Comuni sopra i 15mila abitanti sotto la lente
L’attenzione si concentra sui centri con oltre 15mila abitanti – una quindicina circa – dove si applica il sistema proporzionale e sarà necessario comporre le liste. Nei Comuni sotto questa soglia varrà invece il maggioritario con liste bloccate. I riflettori sono puntati su Messina, Agrigento, Marsala ed Enna, dove gli equilibri interni alla coalizione potrebbero determinare frizioni.

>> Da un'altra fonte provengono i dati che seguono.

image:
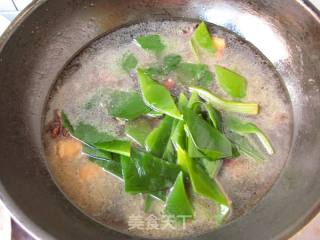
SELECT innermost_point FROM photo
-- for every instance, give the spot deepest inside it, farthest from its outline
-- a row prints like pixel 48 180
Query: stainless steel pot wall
pixel 46 35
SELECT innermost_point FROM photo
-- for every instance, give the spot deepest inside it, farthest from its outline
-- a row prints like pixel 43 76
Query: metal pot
pixel 48 34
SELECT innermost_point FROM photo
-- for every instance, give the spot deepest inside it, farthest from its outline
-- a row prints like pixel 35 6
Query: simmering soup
pixel 166 129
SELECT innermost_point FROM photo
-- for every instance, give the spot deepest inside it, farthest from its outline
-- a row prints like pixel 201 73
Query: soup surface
pixel 82 92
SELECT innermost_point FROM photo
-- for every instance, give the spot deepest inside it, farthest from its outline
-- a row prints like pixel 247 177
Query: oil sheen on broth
pixel 82 91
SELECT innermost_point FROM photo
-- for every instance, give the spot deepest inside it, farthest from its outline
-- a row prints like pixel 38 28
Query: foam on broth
pixel 82 91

A Messina il sindaco Federico Basile ha annunciato le dimissioni, ufficializzando contestualmente la propria candidatura. Il confronto si preannuncia acceso: il centrosinistra è ancora in fase organizzativa, mentre Cateno De Luca e il suo movimento Sud chiama Nord puntano a riprendere il controllo di Palazzo Zanca. Nel centrodestra si parla di un duello interno tra Marcello Scurria e Carlotta Previti.

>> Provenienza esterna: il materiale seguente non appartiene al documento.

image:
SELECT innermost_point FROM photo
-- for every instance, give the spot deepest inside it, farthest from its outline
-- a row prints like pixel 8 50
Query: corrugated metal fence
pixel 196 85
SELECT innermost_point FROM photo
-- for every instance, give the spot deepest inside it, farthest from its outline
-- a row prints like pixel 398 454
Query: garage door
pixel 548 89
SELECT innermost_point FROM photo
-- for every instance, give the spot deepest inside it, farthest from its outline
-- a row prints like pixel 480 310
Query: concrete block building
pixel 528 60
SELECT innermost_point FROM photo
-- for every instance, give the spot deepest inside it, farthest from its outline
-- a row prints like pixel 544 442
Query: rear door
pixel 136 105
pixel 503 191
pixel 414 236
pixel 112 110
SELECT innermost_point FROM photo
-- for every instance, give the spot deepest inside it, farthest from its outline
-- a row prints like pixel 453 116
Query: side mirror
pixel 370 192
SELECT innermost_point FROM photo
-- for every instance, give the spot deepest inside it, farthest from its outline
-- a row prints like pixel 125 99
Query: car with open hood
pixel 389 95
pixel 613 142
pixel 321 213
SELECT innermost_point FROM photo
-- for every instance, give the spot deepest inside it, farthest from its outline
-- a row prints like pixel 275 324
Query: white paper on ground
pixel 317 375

Ad Agrigento resta incerto il dopo Francesco Miccichè. L’ipotesi di corse solitarie non è esclusa, anche alla luce delle richieste avanzate dall’Mpa. Non si esclude un possibile colpo di scena con la candidatura di Roberto Di Mauro. Scenario complesso anche a Enna, dove Forza Italia, trainata dalla deputata regionale Luisa Lantieri, si confronta con l’Mpa, forte della presenza in giunta dell’assessore all’Energia Francesco Colianni. Secondo indiscrezioni vicine alla Lega, il partito non intende restare alla finestra e starebbe preparando un proprio candidato.

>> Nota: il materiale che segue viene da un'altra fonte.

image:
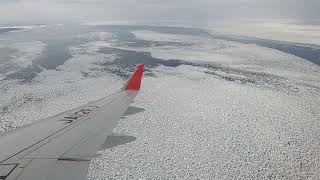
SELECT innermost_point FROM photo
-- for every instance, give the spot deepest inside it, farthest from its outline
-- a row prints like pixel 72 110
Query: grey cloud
pixel 155 10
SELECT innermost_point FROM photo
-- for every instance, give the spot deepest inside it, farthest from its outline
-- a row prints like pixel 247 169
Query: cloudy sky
pixel 155 10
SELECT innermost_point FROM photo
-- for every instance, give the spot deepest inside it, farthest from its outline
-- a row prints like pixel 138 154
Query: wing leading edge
pixel 62 146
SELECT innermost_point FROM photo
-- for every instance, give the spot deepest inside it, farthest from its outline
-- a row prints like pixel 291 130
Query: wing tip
pixel 135 80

A Marsala Forza Italia potrebbe essere protagonista, ma il partito appare diviso. Il nome più accreditato sarebbe quello di Enzo Sturiano, vicino al capogruppo Ars Stefano Pellegrino, ma non condiviso da tutte le correnti, tra cui quella dell’ex assessore regionale Toni Scilla. Fratelli d’Italia valuta invece il profilo di Paolo Ruggieri, ritenuto potenzialmente capace di superare le divisioni interne.
Centrodestra da ricompattare
L’obiettivo dichiarato è evitare spaccature, come accaduto alle ultime provinciali in territori quali Ragusa, Siracusa e Caltanissetta. I meloniani sarebbero pronti a fare un passo indietro in alcuni Comuni, a patto di evitare sostegni incrociati al centrosinistra o a liste civiche. Posizione analoga anche per la Dc siciliana, chiamata a scelte ponderate per scongiurare un nuovo passo falso. Dal voto di primavera il centrodestra punta a ottenere un consenso chiaro a sostegno dell’esecutivo regionale e, indirettamente, di quello nazionale. Un passaggio chiave in vista delle Regionali 2027.